Chapter 4 : King's Bench Rolls
The final source of imagery Mary used to symbolise her status was the illuminations on the chief justice’s plea rolls for the King’s Bench. These limnings decorated the rotulo primo of the roll which detailed the judicial data for the legal term. The first of these which depicted Mary was the Michaelmas roll 1553.
This beautifully illuminated roll, thought to be the work of Levina Teerlinc and Clement Tusser, depicts Mary enthroned and victorious, a gold cloth of estate hangs behind her as if it was being held up from Heaven. The initial P is filled with blue, silver and gold; they are not only royal colours, but also hint at the Virgin Mary since the Virgin was usually depicted in Marian blue within Catholic iconography. On the left the newly ascended queen is shown being greeted by angels; a reference to the biblical Annunciation where the Virgin Mary was greeted by the angel Gabriel to inform her that she was bearing the Christ child is possible. In the centre is Maria Regina, she sits on a golden throne bearing the coronation regalia. In her right hand she holds the sword of justice, she is a warrior queen as well as judge. Above her is a dove clarifying her divine appointment. This direct correspondence with the Virgin is also seen in literature. Robert Wingfield’s Vitae Maria calls Mary ‘sacred’ and ‘holy queen’ while going as far to suggest that she inspired reverence which only God could rival. John Seton’s Panegyrici in victoriam (1553) and William Forrest’s A Newe Ballade of the Marigolde continues to emphasise Mary’s sacred nature. The golden gown Mary wears not only represents her coronation, but could be the marigold Forrest alludes too while also being the light which has shone out of the darkness of heresy. This roll is unique since it is the only one during Mary’s reign which depicts a story of an event. The following rolls were more traditional in their appearance by having the monarch enthroned.
From the 25th July 1554 Mary was no longer an unmarried virgin defending her people from the evils surrounding her kingdom. She now had Philip, King of Naples and heir to the Spanish Empire. Though he was named king he was merely a consort, he had no legal rights to England and Mary dominated him in all proceedings.
The 1554 Michaelmas roll is the first to depict the newlywed couple; this may be why it is illuminated. The green cloth of estate is embroidered with golden M and Ps and is floral symbolising their marriage and the hope of an heir. Mary’s image has not altered from the previous design; this is evident via the inclusion of the loose hair that showed her virginity; clearly, this was problematic since she was now married. Yet, although Mary may have been married to her husband, she was first married to her country. Her promise to her nation to remain England’s servant is symbolised through the loose hair. Mary holds her coronation regalia in the usual style while Philip wields a sword. Philip welds his military power while Mary holds the true power which is the sceptre. Though this difference may not be noticeable, for Mary the sceptre was far more significant than a sword. Mary is still the dominant partner in the marriage.
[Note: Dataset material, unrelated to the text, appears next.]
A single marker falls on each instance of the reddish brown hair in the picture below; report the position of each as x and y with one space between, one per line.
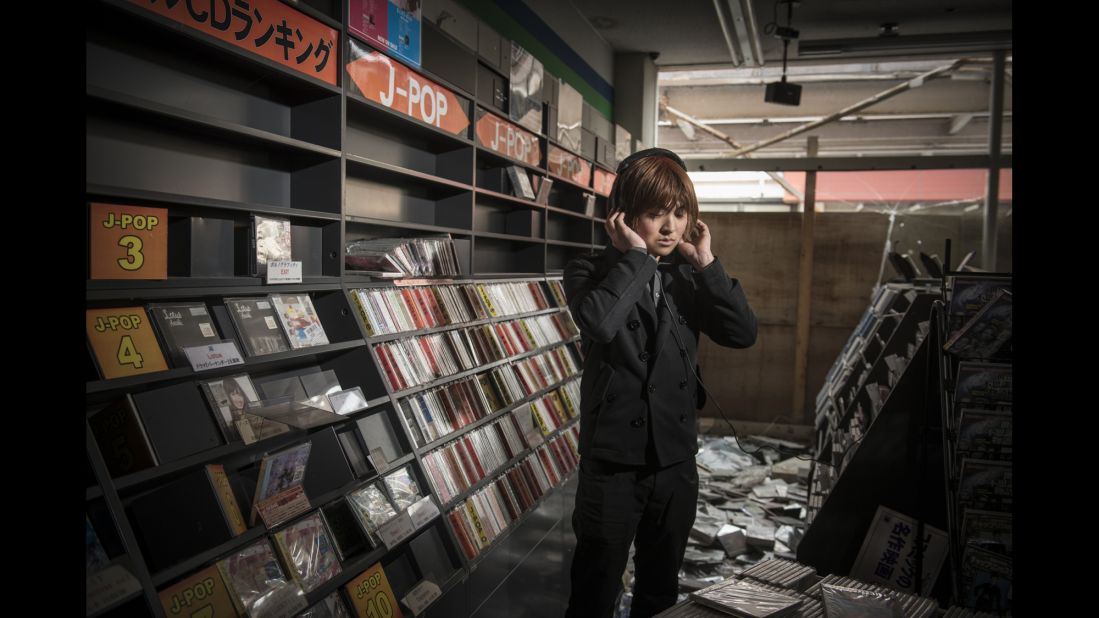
654 184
This brief introduction to Marian iconography in the first two years of Mary I’s reign has shown that the queen could present herself as a maiden, a mother and as a wife. She used Netherlandish artists to depict her as a Queen regnant while also highlighting her femininity as a wife and as a Catholic saviour. Her coinage allowed her image to cement itself onto all her subjects. The discussion on Marian iconography has only just begun.